The Council of Farm Ministers meeting in Brussels yesterday agreed in principle to the annual publication of the money paid to farmers. This will mean that for the first time the European taxpayer will be able to check what each individual farmer is receiving annually. Irish farmers will receive €1.6 billion in subsidies this year from Brussels and up to now it was very difficult to access this information.”

Oooh how mean! That’ll be fodder for a right old gossiping session over who’s getting how much.
We publish public salaries, but do we publish lists of payments to social welfare recipients? You know, transparency and all that? If there’s a logic that says that all public money has to be publicly accounted for well then, let’s see published lists for what everyone in receipt of public money gets. I wouldn’t mind seeing if so-and-so down the road is on family income support and for how much. Hmmmmm rent allowances, disability pay, who’s paying what rent in council housing. Could be great gas!

But the following line says:

In Ireland the Department of Agriculture has to have the consent of each recipient before it can publish data which has to be obtained under the Freedom of Information Act.”
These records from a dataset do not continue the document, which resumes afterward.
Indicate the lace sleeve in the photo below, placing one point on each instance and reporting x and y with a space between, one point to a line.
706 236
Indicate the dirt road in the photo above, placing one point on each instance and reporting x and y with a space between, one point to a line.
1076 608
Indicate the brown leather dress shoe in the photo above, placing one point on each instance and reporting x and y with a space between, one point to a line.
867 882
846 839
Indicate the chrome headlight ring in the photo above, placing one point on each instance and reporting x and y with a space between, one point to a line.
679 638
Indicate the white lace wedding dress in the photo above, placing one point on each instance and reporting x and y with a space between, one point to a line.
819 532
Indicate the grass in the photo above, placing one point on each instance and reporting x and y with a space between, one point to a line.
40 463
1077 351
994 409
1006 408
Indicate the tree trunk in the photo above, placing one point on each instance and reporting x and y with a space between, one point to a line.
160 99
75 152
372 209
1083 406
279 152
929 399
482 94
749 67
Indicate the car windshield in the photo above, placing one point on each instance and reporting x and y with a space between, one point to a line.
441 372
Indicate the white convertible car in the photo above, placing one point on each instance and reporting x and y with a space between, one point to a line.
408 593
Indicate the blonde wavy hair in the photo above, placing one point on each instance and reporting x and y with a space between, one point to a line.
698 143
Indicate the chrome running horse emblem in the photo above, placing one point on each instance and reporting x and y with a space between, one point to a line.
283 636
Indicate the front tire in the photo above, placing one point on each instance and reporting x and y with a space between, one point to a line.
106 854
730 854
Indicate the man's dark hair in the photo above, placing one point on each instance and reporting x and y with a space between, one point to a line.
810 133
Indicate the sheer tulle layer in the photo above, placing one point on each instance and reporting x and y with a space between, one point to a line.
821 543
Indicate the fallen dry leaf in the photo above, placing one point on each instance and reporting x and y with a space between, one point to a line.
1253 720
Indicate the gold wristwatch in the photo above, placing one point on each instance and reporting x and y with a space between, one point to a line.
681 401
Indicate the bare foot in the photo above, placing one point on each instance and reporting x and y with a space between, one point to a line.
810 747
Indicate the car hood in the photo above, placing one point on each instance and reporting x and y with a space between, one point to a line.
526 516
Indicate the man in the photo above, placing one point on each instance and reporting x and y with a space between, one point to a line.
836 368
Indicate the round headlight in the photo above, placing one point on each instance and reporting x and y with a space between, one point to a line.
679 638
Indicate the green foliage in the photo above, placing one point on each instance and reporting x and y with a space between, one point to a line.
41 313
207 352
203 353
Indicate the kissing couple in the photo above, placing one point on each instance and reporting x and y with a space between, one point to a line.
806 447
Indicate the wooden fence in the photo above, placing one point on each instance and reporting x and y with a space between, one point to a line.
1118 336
Eh, so that means, the list won’t be printed here or is that describing the existing situation?

The rest of the article, as far as I can tell, fails utterly to clear up my confusion, unless I’m completely thick. Which isn’t beyond the bounds of possibility….but still…I can’t figure out if our data protection laws have just been over-ridden….

“Following yesterday’s decision, the matter goes back to the European Commission which will now draw up detailed rules on how and where the information will be made available.

EU sources said last night there would be no lower limit on the amounts to be published and it was likely the list of 130,000 farmers’ names would be placed on a website.

The site will also carry details of other payments made from the Common Agricultural Policy (Cap)budget including export subsidies and development grants to meat plants.”

So is it or is it not going to be published in Ireland without farmers’ consent? I can’t see any of them giving it, can you?